Tuesday, 9 July 2013

Change is bad

One of the Long Suffering Husband's catchphrases is, "change is bad." He really suffers from change. He enjoys a routine and even the smallest change puts him out of his comfort zone. Today is the first day of Ramadan and so his usual lunch partner will not be joining him and this thought has not started his day well.

I've always been a much more chaotic sort of person and so change feels like more of an opportunity to clear out some of the clutter than a bad thing. I try to see the positive side of change; that it allows for something new and exciting. But this is not always easy. With change comes a grief for what you've lost and grief has to be respected. 

This time of year can be very difficult. As schools break up all those little losses mount up. The children you won't teach next year. The teachers you won't work with. The friends your children won't see any more. The fantastic teachers that won't be working with your children anymore.


This year, I am feeling the loss more acutely than ever. The year 6s I teach are the most talented musicians and the school will really miss them, my school band will be different without the trumpet player, the amazing grade 4 flautists and our only 2 guitarists . The choir will not be the same without the brilliant singers who are happy to perform solos with almost no practice and do it brilliantly. At the Youth Orchestra, seven members are leaving this year, as they are off to University, to join the army or to travel the world and although we insist you can never leave our orchestra (once MYO always MYO) we will miss them. One of my colleagues is leaving to go to a new school and I will miss her. She's bonkers and gets my sense of humour and always makes me laugh. And yesterday I found out that a brilliant teacher from the music department will be leaving my son's school. 
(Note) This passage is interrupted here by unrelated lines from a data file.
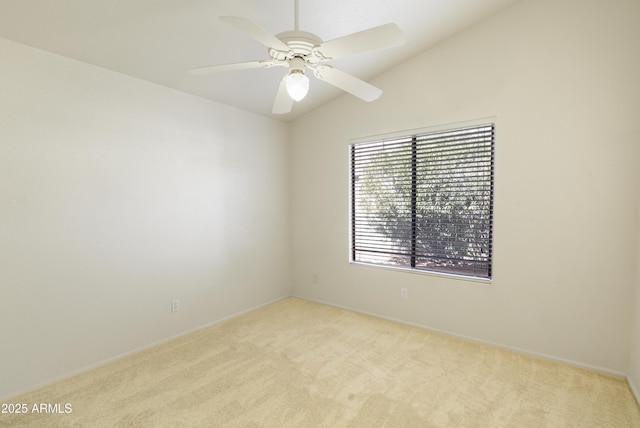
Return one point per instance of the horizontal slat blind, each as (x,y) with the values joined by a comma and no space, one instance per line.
(425,201)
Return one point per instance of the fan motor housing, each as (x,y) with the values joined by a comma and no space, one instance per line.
(300,44)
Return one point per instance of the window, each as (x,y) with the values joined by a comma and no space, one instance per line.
(425,202)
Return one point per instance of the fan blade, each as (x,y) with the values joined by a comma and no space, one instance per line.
(283,102)
(348,83)
(231,67)
(257,32)
(383,36)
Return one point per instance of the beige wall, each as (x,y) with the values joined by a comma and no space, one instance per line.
(634,359)
(562,80)
(117,196)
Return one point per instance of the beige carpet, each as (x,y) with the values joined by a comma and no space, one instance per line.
(300,364)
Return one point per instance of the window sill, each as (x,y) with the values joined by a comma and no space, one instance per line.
(486,281)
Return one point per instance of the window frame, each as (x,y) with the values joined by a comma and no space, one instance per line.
(412,135)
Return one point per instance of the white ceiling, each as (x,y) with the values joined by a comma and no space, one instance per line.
(160,40)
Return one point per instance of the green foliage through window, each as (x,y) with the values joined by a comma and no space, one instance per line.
(425,201)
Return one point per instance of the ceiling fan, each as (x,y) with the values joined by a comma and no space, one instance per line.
(300,50)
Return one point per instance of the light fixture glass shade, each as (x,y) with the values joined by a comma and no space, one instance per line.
(297,84)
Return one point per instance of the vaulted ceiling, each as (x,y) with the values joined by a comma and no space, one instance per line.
(160,40)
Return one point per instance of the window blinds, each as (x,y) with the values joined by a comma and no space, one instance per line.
(425,201)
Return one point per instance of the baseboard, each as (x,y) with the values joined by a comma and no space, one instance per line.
(602,370)
(134,351)
(634,389)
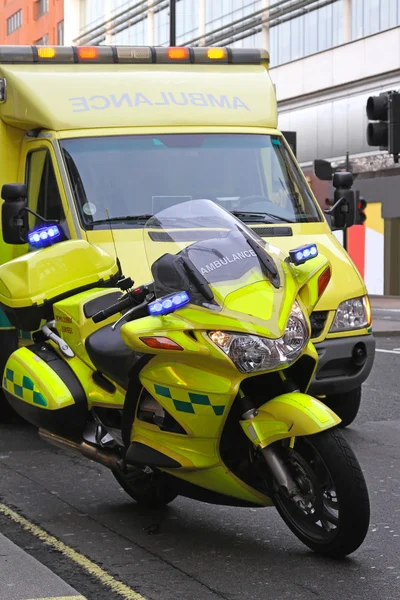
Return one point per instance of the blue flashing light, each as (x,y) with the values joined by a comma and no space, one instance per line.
(43,236)
(298,256)
(168,304)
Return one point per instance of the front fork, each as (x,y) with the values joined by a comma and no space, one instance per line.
(276,465)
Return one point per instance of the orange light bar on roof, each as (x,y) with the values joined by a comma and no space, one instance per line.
(178,53)
(132,54)
(88,52)
(217,53)
(46,52)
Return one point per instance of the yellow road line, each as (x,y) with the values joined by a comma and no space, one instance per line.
(89,566)
(61,598)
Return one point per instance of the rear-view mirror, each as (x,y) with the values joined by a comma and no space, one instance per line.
(14,217)
(323,169)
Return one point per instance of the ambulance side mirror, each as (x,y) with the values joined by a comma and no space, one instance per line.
(14,216)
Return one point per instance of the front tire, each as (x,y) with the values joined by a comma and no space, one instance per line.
(334,518)
(345,405)
(152,489)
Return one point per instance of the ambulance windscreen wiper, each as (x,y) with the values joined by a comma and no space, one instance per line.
(126,219)
(264,217)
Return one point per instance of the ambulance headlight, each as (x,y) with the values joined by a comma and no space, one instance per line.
(352,314)
(252,353)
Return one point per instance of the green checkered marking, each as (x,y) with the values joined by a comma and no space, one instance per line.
(189,406)
(26,391)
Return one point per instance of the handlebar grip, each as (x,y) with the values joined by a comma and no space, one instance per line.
(119,306)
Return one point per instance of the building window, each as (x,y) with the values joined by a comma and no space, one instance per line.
(14,22)
(42,7)
(43,41)
(60,33)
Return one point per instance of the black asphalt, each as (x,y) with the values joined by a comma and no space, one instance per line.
(195,551)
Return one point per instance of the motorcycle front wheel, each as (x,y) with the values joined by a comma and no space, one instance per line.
(331,514)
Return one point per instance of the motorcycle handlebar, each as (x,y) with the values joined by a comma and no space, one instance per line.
(119,306)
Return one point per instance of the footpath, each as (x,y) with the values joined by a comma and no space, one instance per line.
(22,577)
(385,315)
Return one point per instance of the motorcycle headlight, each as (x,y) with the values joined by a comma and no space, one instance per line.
(352,314)
(252,353)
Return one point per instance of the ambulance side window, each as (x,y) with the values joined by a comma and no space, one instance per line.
(43,193)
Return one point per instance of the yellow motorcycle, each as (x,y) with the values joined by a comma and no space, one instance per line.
(199,388)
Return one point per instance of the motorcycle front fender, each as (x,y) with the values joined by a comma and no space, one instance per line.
(286,416)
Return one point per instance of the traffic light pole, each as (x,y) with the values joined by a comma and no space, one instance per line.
(172,22)
(345,238)
(345,233)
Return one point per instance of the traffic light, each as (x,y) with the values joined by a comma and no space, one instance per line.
(385,131)
(361,205)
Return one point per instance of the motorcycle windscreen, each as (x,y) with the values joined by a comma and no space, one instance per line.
(200,248)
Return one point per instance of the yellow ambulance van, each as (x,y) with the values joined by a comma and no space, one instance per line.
(97,139)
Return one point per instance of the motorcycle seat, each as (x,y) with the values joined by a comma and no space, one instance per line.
(110,355)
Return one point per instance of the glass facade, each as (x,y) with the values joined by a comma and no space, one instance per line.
(294,31)
(373,16)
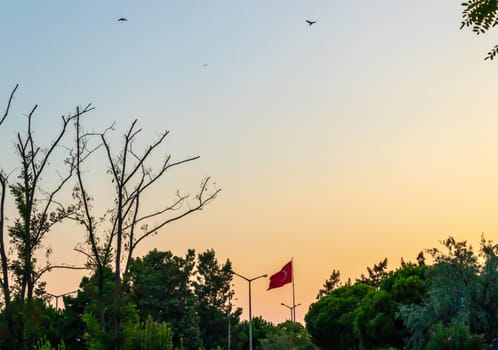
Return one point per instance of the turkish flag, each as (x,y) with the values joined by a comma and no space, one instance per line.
(282,277)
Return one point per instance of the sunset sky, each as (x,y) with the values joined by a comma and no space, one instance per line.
(371,134)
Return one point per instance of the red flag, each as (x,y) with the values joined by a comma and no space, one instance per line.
(282,277)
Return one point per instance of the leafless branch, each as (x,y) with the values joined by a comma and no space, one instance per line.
(200,204)
(8,104)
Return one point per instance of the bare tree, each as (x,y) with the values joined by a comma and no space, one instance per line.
(37,208)
(4,278)
(129,225)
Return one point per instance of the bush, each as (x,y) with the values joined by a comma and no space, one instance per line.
(455,336)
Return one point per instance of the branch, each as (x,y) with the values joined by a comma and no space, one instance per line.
(201,203)
(8,104)
(51,267)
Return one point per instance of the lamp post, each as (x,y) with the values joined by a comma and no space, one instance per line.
(60,295)
(249,280)
(292,310)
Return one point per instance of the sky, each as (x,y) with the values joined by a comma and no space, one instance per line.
(370,134)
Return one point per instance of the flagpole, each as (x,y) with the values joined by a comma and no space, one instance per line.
(293,294)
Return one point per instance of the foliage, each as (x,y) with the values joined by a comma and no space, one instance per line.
(332,282)
(459,292)
(330,319)
(375,274)
(160,286)
(148,335)
(455,336)
(287,335)
(213,293)
(481,15)
(261,329)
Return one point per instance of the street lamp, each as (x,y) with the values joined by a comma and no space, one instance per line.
(249,280)
(292,310)
(60,295)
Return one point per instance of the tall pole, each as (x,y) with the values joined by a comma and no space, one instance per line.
(293,293)
(249,280)
(250,317)
(290,309)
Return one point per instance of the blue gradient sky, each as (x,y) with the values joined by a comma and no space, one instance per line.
(371,134)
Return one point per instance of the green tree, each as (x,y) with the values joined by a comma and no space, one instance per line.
(453,294)
(213,293)
(160,285)
(332,282)
(261,329)
(330,320)
(375,274)
(287,335)
(481,15)
(377,323)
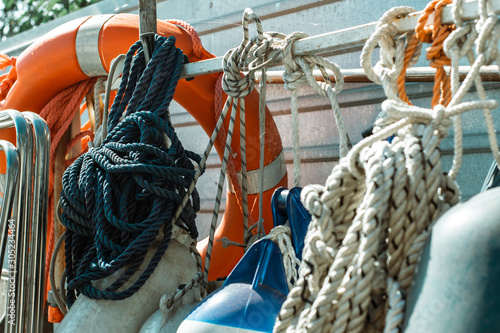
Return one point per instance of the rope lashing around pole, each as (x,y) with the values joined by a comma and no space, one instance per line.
(374,214)
(299,72)
(118,199)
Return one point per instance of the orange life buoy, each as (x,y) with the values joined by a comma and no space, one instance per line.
(84,48)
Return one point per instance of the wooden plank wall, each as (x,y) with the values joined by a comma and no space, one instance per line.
(217,22)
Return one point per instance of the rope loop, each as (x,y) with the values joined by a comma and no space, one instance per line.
(119,199)
(389,66)
(375,212)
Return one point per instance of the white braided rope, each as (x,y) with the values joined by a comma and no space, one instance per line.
(371,219)
(299,72)
(281,235)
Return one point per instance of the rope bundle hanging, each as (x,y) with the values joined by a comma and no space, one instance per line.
(119,199)
(374,214)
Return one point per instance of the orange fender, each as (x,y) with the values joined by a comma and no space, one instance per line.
(51,64)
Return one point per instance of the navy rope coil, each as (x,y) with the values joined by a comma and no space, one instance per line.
(118,199)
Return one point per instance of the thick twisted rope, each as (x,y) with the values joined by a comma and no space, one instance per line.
(118,199)
(358,263)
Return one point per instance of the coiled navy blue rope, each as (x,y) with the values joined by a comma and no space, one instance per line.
(118,199)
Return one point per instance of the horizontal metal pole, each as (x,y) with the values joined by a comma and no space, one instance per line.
(345,38)
(415,74)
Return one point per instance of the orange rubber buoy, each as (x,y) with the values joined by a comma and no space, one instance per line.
(84,48)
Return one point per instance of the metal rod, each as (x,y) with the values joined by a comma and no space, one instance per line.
(345,38)
(39,224)
(147,26)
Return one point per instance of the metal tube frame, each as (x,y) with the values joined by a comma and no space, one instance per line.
(39,225)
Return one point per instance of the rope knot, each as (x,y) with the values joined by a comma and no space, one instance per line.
(387,69)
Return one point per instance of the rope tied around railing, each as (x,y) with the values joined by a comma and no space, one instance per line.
(119,199)
(371,219)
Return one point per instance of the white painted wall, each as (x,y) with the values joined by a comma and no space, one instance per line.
(217,22)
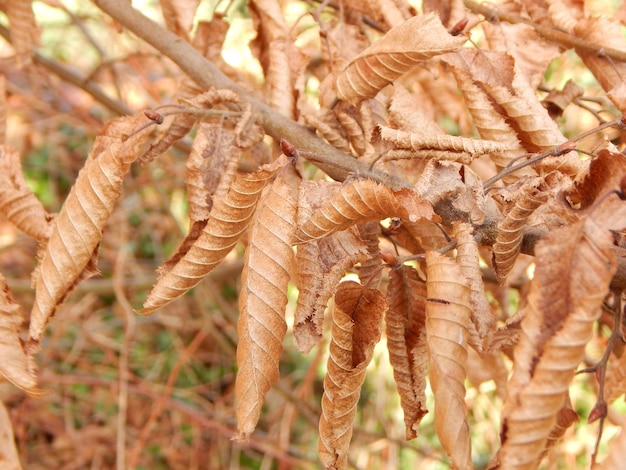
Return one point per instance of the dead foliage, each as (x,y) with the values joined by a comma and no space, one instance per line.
(376,187)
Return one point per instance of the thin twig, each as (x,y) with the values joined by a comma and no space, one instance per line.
(331,160)
(491,13)
(565,147)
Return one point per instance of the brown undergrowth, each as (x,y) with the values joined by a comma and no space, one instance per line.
(396,241)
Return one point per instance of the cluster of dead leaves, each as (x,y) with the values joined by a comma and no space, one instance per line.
(381,96)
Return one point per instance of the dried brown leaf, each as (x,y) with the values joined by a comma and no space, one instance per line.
(483,321)
(17,366)
(18,202)
(370,271)
(356,330)
(24,31)
(182,123)
(320,265)
(447,318)
(610,74)
(468,64)
(179,15)
(406,341)
(360,201)
(263,299)
(575,265)
(227,222)
(77,230)
(213,158)
(450,143)
(511,228)
(417,39)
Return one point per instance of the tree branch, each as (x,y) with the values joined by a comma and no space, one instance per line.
(491,13)
(332,161)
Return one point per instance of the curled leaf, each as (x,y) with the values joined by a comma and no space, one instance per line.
(511,229)
(417,39)
(17,201)
(263,299)
(227,222)
(356,330)
(77,230)
(483,321)
(447,319)
(320,265)
(360,201)
(406,341)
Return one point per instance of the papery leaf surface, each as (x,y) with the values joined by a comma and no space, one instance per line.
(574,267)
(77,230)
(228,220)
(17,366)
(417,39)
(360,201)
(483,321)
(263,298)
(320,265)
(356,329)
(447,318)
(511,228)
(18,202)
(406,341)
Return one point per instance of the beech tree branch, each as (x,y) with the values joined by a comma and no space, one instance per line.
(491,13)
(332,161)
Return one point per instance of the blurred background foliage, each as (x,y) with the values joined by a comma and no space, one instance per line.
(161,388)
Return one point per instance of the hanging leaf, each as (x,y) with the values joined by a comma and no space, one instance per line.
(360,201)
(511,229)
(227,222)
(447,143)
(9,457)
(183,122)
(16,366)
(447,318)
(574,266)
(417,39)
(483,321)
(406,341)
(77,230)
(356,330)
(18,202)
(263,299)
(320,265)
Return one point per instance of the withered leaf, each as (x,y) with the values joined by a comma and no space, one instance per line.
(360,201)
(17,366)
(406,341)
(263,299)
(417,39)
(356,330)
(574,266)
(228,220)
(447,318)
(511,228)
(77,230)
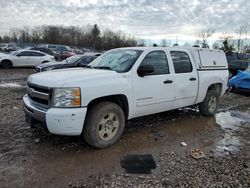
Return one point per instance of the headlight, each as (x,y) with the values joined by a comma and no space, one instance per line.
(66,97)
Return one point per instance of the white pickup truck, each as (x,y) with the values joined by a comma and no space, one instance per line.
(125,83)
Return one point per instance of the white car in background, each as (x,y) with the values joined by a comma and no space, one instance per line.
(25,58)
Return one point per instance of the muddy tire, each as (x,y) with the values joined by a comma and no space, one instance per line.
(210,104)
(6,64)
(104,125)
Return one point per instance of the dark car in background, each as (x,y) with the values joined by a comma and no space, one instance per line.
(236,62)
(44,50)
(73,61)
(241,82)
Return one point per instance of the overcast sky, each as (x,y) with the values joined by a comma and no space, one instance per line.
(154,19)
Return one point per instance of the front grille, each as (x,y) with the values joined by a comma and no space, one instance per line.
(39,95)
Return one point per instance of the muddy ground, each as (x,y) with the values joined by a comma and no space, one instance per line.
(33,158)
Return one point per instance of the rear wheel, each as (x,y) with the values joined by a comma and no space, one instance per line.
(6,64)
(104,125)
(210,104)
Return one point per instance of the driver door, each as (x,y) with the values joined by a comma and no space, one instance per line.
(154,92)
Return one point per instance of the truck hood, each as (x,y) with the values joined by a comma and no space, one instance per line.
(71,77)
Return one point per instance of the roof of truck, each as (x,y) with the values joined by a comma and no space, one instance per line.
(170,48)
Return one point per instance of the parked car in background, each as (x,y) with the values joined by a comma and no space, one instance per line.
(241,82)
(6,47)
(235,63)
(44,50)
(2,54)
(73,61)
(26,58)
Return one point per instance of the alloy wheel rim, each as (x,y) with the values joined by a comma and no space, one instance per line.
(212,104)
(108,126)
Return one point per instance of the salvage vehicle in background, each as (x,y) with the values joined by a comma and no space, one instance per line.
(122,84)
(25,58)
(241,82)
(44,50)
(73,61)
(235,63)
(6,47)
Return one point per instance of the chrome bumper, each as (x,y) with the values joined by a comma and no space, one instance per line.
(32,111)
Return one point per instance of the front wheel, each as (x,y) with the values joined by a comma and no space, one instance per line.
(210,104)
(104,125)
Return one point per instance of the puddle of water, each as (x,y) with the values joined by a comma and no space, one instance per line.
(15,85)
(87,161)
(227,121)
(230,122)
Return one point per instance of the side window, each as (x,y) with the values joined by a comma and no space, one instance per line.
(24,53)
(37,54)
(181,61)
(158,60)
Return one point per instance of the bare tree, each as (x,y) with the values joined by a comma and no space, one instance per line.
(226,43)
(242,39)
(204,35)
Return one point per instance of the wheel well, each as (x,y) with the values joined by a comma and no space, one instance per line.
(120,100)
(217,87)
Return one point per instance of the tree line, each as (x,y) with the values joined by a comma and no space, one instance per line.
(88,36)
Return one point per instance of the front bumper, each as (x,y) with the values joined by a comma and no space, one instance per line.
(60,121)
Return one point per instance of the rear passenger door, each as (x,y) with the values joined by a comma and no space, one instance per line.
(186,79)
(154,92)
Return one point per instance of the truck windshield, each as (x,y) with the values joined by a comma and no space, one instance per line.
(120,60)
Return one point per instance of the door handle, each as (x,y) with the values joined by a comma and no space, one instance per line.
(192,79)
(168,81)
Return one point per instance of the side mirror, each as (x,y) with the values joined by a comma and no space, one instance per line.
(145,69)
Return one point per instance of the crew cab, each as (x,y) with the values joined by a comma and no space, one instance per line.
(96,101)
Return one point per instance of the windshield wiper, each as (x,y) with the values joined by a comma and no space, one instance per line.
(103,67)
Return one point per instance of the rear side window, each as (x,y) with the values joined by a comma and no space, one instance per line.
(158,60)
(181,61)
(37,54)
(25,53)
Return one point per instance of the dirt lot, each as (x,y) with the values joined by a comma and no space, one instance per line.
(33,158)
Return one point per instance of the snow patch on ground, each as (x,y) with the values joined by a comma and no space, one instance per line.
(230,122)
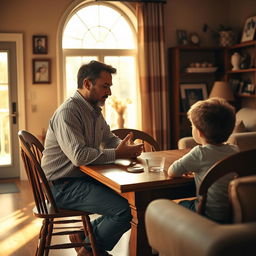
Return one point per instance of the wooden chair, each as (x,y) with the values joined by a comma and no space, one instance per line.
(242,163)
(149,143)
(242,195)
(46,208)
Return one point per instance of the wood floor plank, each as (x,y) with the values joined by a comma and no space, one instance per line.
(19,228)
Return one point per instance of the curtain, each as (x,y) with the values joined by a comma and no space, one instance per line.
(152,72)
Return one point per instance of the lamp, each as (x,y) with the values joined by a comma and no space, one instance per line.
(222,89)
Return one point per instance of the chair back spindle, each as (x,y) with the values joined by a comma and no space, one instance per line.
(31,152)
(241,163)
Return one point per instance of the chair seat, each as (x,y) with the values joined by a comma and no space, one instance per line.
(60,214)
(46,207)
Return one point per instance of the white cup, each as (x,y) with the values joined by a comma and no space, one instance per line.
(155,164)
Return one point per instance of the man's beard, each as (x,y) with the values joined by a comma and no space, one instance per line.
(101,103)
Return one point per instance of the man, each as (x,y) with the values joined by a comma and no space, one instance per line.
(79,135)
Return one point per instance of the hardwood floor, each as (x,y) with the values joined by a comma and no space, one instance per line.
(19,228)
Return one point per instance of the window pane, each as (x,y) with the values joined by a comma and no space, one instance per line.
(72,66)
(5,155)
(124,91)
(98,27)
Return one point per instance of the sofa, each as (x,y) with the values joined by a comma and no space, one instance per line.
(173,230)
(244,134)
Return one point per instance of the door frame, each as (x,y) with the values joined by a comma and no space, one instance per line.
(18,39)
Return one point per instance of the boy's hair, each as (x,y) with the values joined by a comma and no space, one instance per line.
(92,71)
(214,117)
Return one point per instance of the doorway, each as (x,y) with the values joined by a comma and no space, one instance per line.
(11,48)
(9,150)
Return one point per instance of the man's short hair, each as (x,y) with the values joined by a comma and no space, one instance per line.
(91,71)
(214,117)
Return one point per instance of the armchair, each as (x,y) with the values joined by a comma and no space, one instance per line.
(173,230)
(244,140)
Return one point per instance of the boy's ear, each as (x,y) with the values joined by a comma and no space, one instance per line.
(200,133)
(87,84)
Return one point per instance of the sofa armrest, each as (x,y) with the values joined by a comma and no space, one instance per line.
(186,142)
(244,140)
(173,230)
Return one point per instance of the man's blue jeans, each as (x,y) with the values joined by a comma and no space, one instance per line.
(86,194)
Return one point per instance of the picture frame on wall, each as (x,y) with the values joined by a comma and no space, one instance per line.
(182,37)
(41,71)
(191,93)
(249,29)
(40,44)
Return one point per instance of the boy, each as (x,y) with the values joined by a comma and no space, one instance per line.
(213,121)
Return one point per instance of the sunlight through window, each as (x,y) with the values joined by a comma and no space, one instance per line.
(100,32)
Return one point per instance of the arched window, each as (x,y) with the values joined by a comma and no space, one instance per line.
(104,32)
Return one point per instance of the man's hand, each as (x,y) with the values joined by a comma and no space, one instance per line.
(127,148)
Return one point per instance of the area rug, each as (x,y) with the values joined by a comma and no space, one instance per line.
(6,188)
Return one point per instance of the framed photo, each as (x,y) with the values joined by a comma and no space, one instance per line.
(182,37)
(249,29)
(41,71)
(40,44)
(191,93)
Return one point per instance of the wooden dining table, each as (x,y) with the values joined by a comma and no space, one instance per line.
(140,189)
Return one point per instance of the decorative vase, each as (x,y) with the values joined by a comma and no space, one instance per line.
(226,38)
(235,61)
(120,121)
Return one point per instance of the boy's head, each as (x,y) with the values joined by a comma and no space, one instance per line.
(215,118)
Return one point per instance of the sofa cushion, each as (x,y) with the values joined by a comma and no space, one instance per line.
(248,115)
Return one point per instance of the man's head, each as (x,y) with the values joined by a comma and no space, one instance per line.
(94,80)
(214,118)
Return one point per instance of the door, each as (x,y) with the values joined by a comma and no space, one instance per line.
(9,147)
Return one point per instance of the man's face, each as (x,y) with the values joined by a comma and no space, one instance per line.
(101,89)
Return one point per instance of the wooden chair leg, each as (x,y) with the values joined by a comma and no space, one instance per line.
(49,236)
(42,239)
(88,229)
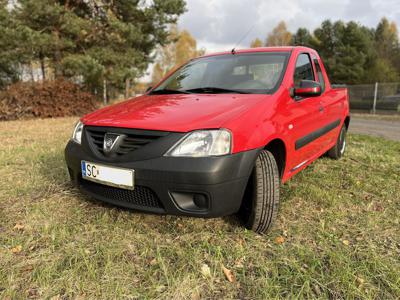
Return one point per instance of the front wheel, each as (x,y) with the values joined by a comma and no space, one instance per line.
(338,150)
(261,199)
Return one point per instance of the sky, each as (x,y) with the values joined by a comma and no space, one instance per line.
(218,25)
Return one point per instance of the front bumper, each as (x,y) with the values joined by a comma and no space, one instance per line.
(204,187)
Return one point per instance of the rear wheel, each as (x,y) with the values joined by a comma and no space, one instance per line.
(338,150)
(261,199)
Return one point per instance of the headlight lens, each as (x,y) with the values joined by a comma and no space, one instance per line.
(77,134)
(203,143)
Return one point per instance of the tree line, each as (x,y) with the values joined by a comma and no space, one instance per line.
(352,53)
(99,44)
(109,44)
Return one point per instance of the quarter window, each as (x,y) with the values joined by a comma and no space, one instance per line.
(304,70)
(319,74)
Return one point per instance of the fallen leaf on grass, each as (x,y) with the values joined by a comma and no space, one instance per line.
(346,242)
(229,274)
(280,240)
(16,249)
(19,226)
(360,280)
(205,270)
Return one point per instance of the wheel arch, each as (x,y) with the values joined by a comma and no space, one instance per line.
(278,149)
(347,122)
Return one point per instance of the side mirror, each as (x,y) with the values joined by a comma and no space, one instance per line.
(307,88)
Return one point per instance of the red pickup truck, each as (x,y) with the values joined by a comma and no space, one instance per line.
(215,137)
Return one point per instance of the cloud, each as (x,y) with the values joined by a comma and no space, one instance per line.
(219,24)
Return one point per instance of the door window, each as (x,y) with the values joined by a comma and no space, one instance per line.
(319,74)
(304,69)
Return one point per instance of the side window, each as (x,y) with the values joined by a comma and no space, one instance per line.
(304,70)
(319,74)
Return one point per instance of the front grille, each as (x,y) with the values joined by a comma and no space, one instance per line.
(132,139)
(140,196)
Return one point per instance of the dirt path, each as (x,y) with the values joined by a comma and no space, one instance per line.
(389,129)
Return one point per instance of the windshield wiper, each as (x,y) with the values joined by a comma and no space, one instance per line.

The problem with the school life is that everything stops (honestly I'm not complaining. I love school holidays) and you have to sit with that grief and loss for the next 6 weeks. In September, when everything starts again there is a natural replacement. In the orchestra, band and choir the loss of the leavers allow others to step up and show what they had been hiding. I will get new colleagues, who may be just as bonkers. The sign of a good school is one that continues to be just as brilliant if one amazing teacher leaves and although my colleague will be a great loss she will be replaced by another great teacher. 

I hope my son's school is just as good because at the moment I am struggling to get past the loss. This particular teacher is totally responsible for him wanting to go there. She runs the school's award winning choir and gets amazing results from her choirs. We have been attending the school Summer Music concert for 10 years and at the very first we saw, when he was only 5 years old, he watched the choir and the grand finale in awe and turned to me and asked when he could start that school. She taught my daughter, as the only pupil in the year, A level music and she has been a quietly encouraging and supportive mentor for me and we share a passion for the Great British Bake Off. She will be missed by so many and as her Facebook page will, no doubt show her over the next few weeks, she has made an enormous difference to many, many people's lives and that is the true sign of an outstanding teacher.

So, for the next few weeks I'm going to agree with the LSH and think that change is bad. September will, I hope, bring new exciting things for everyone.